Univ.-Prof. Dr. Sieglinde Rosenberger war der Auffassung, dass es bei Maßnahmen der sozialen Sicherheit darum gehe, Schwächen und Verfehlungen des Marktes auszugleichen und dass daher nicht ökonomische Prinzipien im Vordergrund stehen sollen. Bezüglich der Eigenvorsorge stehe sie auf dem Standpunkt, dass dieses Modell - gerade in einer Zeit, in der die Einkommen zurückgehen - keine Alternative zur korrektiven Solidarität sei. Die Höhe der Pensionen bei den Neuzugängen sei für sie ein Parameter für das massive Ungleichgewicht zwischen Männern und Frauen, da auch das faktische Antrittsalter nur wenige Monate auseinanderliege. Die Politik müsse auf die Bedürfnisse der weiblichen Lebensumstände Rücksicht nehmen und bestimmten Entwicklungen gegensteuern. Als Beispiel schlug Rosenberger vor, Teilzeitansprüche für Eltern einzuführen. Das Kinderbetreuungsgeld werde ihrer Meinung dazu führen, dass Frauen länger aus ihren Berufen aussteigen und weniger Beiträge leisten können; dies habe stärkere Armutskonsequenzen zur Folge und stelle eine Hypothek für die Zukunft dar.
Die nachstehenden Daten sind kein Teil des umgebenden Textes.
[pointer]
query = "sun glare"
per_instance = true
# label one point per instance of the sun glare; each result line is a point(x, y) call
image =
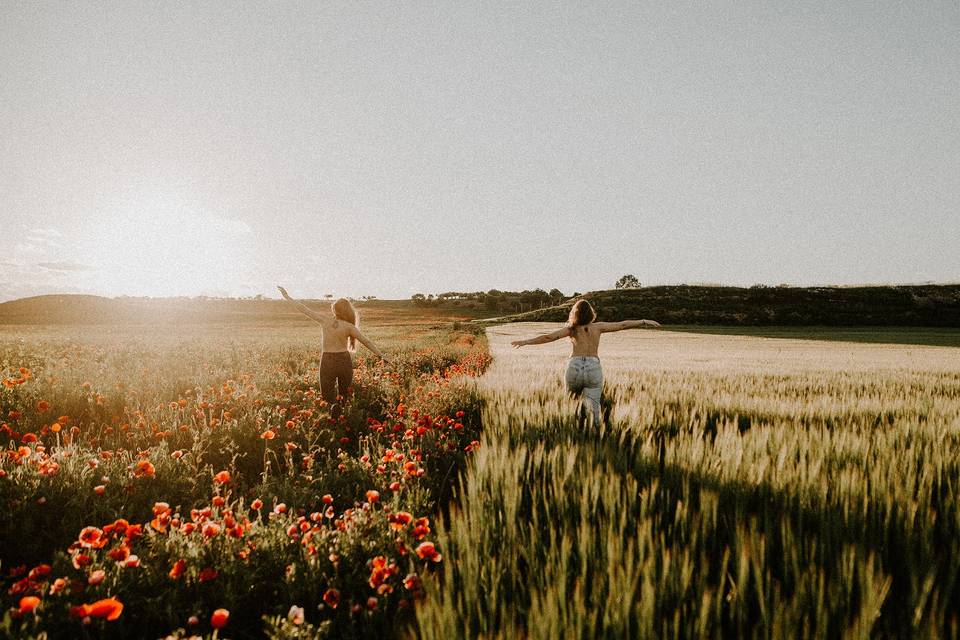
point(167, 250)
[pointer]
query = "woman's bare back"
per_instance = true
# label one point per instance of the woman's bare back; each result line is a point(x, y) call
point(585, 339)
point(335, 334)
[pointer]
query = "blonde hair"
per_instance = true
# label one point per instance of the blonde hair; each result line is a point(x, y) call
point(343, 310)
point(581, 314)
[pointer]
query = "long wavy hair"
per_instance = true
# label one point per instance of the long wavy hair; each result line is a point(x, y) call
point(343, 310)
point(581, 314)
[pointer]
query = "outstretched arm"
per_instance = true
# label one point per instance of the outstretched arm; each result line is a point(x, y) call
point(607, 327)
point(307, 311)
point(356, 333)
point(544, 339)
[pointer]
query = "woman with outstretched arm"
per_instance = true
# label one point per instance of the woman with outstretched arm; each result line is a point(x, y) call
point(341, 333)
point(584, 375)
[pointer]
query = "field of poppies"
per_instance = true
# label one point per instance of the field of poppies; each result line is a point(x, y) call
point(158, 483)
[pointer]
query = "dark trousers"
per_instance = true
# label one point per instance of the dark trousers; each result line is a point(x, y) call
point(336, 377)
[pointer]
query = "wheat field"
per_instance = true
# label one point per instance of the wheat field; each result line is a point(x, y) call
point(740, 487)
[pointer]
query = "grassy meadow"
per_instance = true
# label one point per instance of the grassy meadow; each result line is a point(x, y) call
point(191, 483)
point(742, 487)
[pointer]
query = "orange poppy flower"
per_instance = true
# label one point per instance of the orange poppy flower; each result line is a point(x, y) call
point(332, 598)
point(28, 604)
point(92, 538)
point(179, 567)
point(219, 618)
point(144, 468)
point(108, 608)
point(427, 551)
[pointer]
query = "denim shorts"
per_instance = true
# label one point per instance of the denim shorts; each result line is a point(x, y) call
point(584, 374)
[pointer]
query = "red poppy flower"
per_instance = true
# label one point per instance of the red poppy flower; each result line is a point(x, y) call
point(28, 604)
point(219, 618)
point(108, 608)
point(428, 551)
point(332, 598)
point(92, 538)
point(179, 568)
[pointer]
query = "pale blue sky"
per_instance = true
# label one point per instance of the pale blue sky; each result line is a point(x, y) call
point(389, 148)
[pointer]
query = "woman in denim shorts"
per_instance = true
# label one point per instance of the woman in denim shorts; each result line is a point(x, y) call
point(340, 336)
point(584, 375)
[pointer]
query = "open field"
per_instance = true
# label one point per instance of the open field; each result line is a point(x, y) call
point(930, 336)
point(742, 487)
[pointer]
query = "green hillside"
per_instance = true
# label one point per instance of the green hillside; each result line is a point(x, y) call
point(917, 306)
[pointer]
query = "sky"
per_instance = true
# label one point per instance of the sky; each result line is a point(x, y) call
point(204, 148)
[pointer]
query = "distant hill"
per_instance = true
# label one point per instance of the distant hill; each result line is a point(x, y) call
point(918, 306)
point(95, 310)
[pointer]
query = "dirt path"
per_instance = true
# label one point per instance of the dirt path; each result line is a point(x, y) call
point(667, 350)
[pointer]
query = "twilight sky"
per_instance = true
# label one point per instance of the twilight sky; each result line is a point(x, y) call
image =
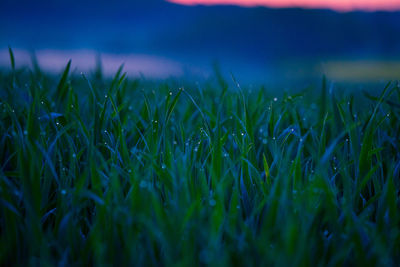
point(340, 5)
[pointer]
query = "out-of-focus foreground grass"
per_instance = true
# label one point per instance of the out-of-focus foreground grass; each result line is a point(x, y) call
point(97, 171)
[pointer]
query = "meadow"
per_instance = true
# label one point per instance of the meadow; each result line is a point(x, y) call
point(98, 171)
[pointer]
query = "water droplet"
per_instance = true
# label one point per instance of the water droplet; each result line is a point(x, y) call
point(212, 202)
point(143, 184)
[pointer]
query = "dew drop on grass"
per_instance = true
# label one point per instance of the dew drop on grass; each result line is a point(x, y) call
point(143, 184)
point(212, 202)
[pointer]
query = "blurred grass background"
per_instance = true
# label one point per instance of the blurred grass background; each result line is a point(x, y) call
point(121, 171)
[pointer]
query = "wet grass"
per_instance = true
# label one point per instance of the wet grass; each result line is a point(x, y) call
point(134, 172)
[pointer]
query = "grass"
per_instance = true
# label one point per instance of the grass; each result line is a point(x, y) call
point(135, 172)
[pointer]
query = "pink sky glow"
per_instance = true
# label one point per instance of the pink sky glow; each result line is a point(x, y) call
point(340, 5)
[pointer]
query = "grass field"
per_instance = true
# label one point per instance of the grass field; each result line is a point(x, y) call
point(135, 172)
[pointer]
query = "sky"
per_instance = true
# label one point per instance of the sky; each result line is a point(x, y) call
point(339, 5)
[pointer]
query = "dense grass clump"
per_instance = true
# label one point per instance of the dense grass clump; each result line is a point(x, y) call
point(97, 171)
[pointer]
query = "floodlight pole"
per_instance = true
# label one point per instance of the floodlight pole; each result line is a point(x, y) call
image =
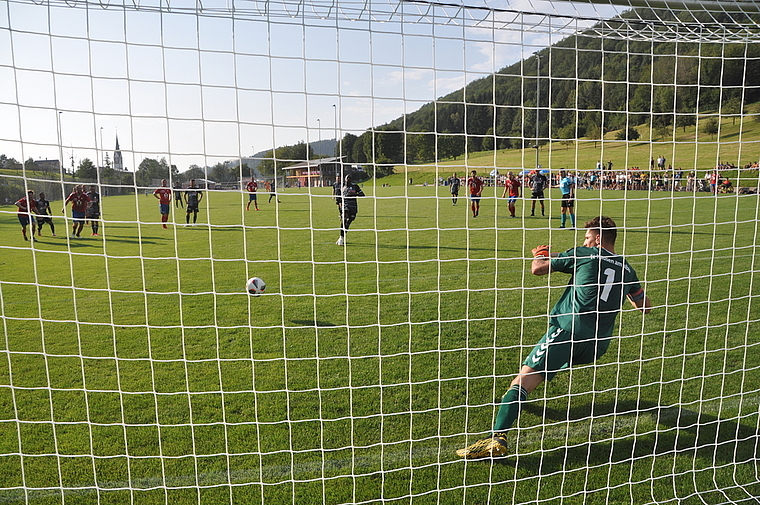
point(102, 153)
point(538, 109)
point(60, 144)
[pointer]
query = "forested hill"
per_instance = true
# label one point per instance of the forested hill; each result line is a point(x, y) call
point(639, 81)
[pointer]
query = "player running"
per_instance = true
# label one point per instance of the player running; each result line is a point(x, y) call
point(44, 214)
point(164, 195)
point(27, 205)
point(567, 187)
point(454, 183)
point(348, 207)
point(475, 184)
point(538, 183)
point(93, 210)
point(79, 201)
point(512, 190)
point(193, 197)
point(252, 187)
point(580, 324)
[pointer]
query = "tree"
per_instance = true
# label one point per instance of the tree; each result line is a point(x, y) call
point(194, 172)
point(734, 108)
point(220, 173)
point(629, 134)
point(488, 141)
point(710, 126)
point(150, 169)
point(685, 120)
point(87, 170)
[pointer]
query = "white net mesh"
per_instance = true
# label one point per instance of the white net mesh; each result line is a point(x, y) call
point(135, 367)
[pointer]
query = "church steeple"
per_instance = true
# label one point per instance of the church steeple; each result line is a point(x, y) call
point(118, 162)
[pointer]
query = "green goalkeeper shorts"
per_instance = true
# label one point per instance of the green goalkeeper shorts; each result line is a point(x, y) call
point(557, 350)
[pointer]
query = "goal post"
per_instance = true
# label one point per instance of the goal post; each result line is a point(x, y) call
point(319, 146)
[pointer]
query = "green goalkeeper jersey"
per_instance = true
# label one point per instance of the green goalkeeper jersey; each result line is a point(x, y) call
point(595, 293)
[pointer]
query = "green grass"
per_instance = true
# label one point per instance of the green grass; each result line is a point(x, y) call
point(135, 369)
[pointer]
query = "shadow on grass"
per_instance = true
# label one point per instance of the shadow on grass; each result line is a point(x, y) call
point(312, 322)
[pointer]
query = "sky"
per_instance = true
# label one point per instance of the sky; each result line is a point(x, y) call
point(199, 86)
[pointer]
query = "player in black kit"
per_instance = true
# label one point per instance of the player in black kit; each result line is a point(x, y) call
point(348, 206)
point(538, 183)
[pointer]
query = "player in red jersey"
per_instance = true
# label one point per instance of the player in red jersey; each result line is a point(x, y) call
point(252, 187)
point(475, 184)
point(26, 206)
point(79, 201)
point(164, 195)
point(511, 188)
Bundesminister Herbert Haupt informierte die Abgeordneten darüber, dass sich die Evaluierung der Behindertenmilliarde im Vorbereitungsstadium befinde. Für ihn sei das Prinzip der Nachhaltigkeit von großer Bedeutung, denn es sollten nicht nur Maßnahmen für behinderte Menschen in Vorwahlzeiten angekündigt, sondern auch kontinuierlich umgesetzt werden. Sodann kam er auf das Sozialstaatsvolksbegehren zu sprechen, das die verfassungsmäßige Verankerung der sozialen Verantwortung des Staates zum Ziel hat. Dabei dürfe man jedoch nicht vergessen, dass bei den anderen EU-Staaten die zweite und vor allem die dritte Säule viel stärker ausgeprägt sei. Er wünschte sich, dass eine faire Diskussion über die aktuellen Probleme und die Weiterentwicklung des Sozialsystems geführt und kein falsches Vertrauen bei der Bevölkerung erweckt wird. Denn das Pensionssystem müsse im internationalen Gleichklang angepasst werden, unabhängig davon, ob es eine verfassungsmäßige Verankerung gibt oder nicht. Überdies verteidigte Haupt die Einführung des Kinderbetreuungsgeldes, das nicht nur eine finanzielle Besserstellung bringe, sondern auch von zusätzlichen Qualifizierungsmaßnahmen und Teilzeitarbeitsmöglichkeiten begleitet wird.